Discussion Thread
Data Extractor
Message Thread
Extract any data, including email addresses and URLs from your files and webpages.
Posted in the Data Extractor Forum.
Why Does The Software Just Stop Scraping?
I've been using Data Extractor for scraping on Craig's List with great results, but the problem I'm having is the software will sometimes just stop and not continue harvesting from it's URL list for no apparent reason. I'm mystified as to why this is happening. I've tried randomizing the order of the list of URLs to be harvested from (all URLs are for real, existing pages), so that there aren't any identifiable patterns in my scraping which the site might pick up on and block (eg. 500 consecutive page requests to a single classifieds area (eg. Antiques For Sale) in a single city (eg. Detroit). But this doesn't seem to help. Could they be monitoring my IP address? I've found none of the IP address changing programs seem to work.
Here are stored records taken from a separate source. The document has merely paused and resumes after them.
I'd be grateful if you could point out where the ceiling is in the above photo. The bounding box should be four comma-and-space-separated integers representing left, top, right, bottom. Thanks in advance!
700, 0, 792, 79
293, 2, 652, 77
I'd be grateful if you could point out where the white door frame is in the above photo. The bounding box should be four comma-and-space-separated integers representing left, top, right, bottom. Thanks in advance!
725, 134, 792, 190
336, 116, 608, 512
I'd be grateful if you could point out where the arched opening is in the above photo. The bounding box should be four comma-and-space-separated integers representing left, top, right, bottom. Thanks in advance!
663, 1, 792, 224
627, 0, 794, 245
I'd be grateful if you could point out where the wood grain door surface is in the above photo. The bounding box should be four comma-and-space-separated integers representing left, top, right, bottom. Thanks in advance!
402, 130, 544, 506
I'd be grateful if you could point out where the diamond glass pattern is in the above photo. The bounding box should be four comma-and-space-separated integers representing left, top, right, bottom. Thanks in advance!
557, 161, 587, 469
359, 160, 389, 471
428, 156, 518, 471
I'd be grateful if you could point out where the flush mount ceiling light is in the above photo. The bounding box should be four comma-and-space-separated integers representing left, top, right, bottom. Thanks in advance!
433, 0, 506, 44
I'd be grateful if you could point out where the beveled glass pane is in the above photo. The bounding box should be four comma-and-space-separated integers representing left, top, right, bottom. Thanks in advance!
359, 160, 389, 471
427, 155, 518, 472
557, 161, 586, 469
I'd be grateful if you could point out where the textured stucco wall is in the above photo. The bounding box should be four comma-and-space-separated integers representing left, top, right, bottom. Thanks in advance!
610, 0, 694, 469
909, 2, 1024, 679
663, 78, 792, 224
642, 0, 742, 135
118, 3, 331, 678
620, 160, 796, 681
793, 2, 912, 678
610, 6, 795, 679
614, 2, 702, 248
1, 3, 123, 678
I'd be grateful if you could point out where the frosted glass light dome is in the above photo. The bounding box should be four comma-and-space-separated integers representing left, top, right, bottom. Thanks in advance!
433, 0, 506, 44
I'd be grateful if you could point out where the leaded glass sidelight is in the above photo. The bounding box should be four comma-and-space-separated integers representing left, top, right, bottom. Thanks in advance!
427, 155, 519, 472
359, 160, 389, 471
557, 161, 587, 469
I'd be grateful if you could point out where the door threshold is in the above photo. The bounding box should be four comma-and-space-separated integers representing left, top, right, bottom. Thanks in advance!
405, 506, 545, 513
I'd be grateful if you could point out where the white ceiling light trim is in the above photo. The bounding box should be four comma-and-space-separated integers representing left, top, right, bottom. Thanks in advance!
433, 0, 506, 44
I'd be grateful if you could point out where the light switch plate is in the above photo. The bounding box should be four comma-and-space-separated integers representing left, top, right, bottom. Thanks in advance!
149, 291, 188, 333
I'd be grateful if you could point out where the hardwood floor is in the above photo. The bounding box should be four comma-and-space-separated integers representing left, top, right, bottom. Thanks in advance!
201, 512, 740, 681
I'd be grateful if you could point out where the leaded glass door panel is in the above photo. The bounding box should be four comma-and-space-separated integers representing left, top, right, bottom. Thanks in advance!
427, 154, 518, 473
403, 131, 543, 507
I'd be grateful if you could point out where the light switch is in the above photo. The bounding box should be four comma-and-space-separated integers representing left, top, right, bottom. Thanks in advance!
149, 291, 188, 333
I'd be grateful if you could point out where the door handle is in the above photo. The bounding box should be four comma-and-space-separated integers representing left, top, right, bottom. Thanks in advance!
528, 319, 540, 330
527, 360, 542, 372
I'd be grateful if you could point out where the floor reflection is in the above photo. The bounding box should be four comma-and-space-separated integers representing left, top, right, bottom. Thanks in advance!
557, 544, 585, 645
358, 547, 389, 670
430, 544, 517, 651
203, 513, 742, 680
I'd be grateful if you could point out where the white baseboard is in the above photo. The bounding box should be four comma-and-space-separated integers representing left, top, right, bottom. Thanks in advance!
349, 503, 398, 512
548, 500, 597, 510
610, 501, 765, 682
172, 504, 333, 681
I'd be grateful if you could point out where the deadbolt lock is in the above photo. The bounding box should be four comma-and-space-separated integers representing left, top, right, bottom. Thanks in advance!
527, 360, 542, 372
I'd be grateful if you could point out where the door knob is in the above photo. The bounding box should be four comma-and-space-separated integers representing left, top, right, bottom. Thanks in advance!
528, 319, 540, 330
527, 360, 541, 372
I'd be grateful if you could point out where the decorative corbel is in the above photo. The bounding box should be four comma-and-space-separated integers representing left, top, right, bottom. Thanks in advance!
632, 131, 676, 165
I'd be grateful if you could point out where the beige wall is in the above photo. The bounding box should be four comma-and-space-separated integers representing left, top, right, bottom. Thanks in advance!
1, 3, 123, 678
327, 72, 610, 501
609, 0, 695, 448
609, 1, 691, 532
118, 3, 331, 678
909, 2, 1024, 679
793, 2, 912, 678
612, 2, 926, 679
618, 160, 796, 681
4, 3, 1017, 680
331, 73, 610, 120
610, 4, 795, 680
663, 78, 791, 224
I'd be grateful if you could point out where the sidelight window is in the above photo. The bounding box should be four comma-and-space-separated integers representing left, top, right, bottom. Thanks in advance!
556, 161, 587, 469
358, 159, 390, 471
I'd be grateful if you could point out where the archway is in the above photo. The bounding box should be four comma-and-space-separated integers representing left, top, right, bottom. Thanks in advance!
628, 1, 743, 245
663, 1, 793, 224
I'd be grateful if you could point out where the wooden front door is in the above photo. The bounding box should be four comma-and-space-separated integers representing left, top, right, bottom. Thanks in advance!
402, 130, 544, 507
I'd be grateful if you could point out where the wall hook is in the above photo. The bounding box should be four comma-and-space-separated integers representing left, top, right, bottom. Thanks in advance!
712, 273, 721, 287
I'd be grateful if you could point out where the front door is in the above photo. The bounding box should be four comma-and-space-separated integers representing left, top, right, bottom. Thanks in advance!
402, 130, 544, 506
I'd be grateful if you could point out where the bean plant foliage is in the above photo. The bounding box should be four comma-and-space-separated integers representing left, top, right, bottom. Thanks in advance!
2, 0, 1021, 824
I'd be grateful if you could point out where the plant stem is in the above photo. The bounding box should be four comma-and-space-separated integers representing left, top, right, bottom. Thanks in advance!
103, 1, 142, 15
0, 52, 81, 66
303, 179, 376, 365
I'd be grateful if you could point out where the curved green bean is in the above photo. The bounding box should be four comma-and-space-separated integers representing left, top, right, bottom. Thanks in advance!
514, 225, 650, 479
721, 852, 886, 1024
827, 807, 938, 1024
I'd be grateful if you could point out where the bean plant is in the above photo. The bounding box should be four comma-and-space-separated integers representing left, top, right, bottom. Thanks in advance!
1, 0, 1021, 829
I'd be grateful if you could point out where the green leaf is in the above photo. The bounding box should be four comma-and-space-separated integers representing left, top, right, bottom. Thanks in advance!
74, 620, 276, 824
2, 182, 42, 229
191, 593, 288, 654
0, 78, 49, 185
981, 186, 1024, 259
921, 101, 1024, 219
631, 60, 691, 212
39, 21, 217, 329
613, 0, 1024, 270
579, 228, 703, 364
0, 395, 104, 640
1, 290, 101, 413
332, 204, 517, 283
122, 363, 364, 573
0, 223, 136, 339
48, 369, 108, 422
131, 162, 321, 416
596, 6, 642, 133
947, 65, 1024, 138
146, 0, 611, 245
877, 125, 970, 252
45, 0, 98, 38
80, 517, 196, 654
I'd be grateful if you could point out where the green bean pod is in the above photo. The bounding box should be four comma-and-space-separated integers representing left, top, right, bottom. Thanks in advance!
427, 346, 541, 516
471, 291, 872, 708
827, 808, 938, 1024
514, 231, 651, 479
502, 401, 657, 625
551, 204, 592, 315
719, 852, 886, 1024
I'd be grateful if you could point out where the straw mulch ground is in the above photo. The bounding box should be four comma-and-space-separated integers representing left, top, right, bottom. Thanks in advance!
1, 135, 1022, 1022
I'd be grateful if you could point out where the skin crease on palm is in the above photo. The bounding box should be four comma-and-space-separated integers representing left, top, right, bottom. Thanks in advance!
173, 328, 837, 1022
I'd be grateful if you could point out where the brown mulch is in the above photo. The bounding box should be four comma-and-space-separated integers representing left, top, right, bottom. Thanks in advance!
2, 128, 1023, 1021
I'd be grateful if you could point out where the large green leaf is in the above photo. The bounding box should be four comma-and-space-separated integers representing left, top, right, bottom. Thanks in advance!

I'd also like to know if there's a way for the software to automatically resume scraping if you hit an error page (eg. page not found). These pages stop the software dead in it's tracks and you have to manually prompt the software to get it back on track again. Many hours of productivity get lost this way - and I don't want to have to babysit the thing. If the software had a user specifiable maximum time between page requests (eg. 60 seconds) before continuing to the next URL to be harvested, this problem would be solved.
Any insight? Thanks.
Why Does The Software Just Stop Scraping?
It might be stopping because the page does not finish loading. On the 3rd tab you can resume scraping my clicking a link in the bottom right preview window.
Why Does The Software Just Stop Scraping?
That's what I do - I go into that little window at the bottom right and click any link there and it resumes scraping at the next URL in the list, although it doesn't get any emails from the current page - it just gets skipped. You may be right in that the page is not fully loading - for the below three ads, none of the pictures in the ad get loaded in that little preview window, which is probably why it's stopping. So how do I get the software to load pages with pics?
http://oregoncoast.craigs...85245.html
http://newjersey.craigsli...41930.html
http://charlotte.craigsli...62574.html
There used to be an option on Craigs to view strictly text based versions of any ad but this is no longer available. What to do?
Why Does The Software Just Stop Scraping?
Randy, you can try disabling images in Internet Explorer settings, that's my only other advice
Why Does The Software Just Stop Scraping?
Disabling the images is a good idea, in fact it should be a default setting in the software because no data you'd want to harvest is ever in any images, and with enough use the software really starts building up your temporary internet file cache with all the images stored which needs periodic deleting or you get gigs of useless data stored there. A good free app for removing these files is Crap Cleaner.
I'm still using Data Extractor to harvest ad URLs, but now using an old program called Email Spider to get the emails. Like DE, it will sometimes stall on certain URLs (still don't understand why), but within a couple of minutes it will continue on to the next one. It also lets you filter results so eg. no @craigslist.org emails are kept. Also the harvested data is automatically saved to your TXT file periodically as it harvests rather than having all the accumulated data kept strictly in memory. I've found because of that Data Extractor to be a real memory hog (I only have 512MB) and it can quickly gobble up most of it, making my PC become inordinately slow and necessitating a reboot. So anyways, just a few suggestions for making the software better. Great product in any case.
Why Does The Software Just Stop Scraping?
I've had the same problem and never thought of disabling images, however I've just tried disabling images in both IE and Firefox yet the preview window in Data Extractor still shows images.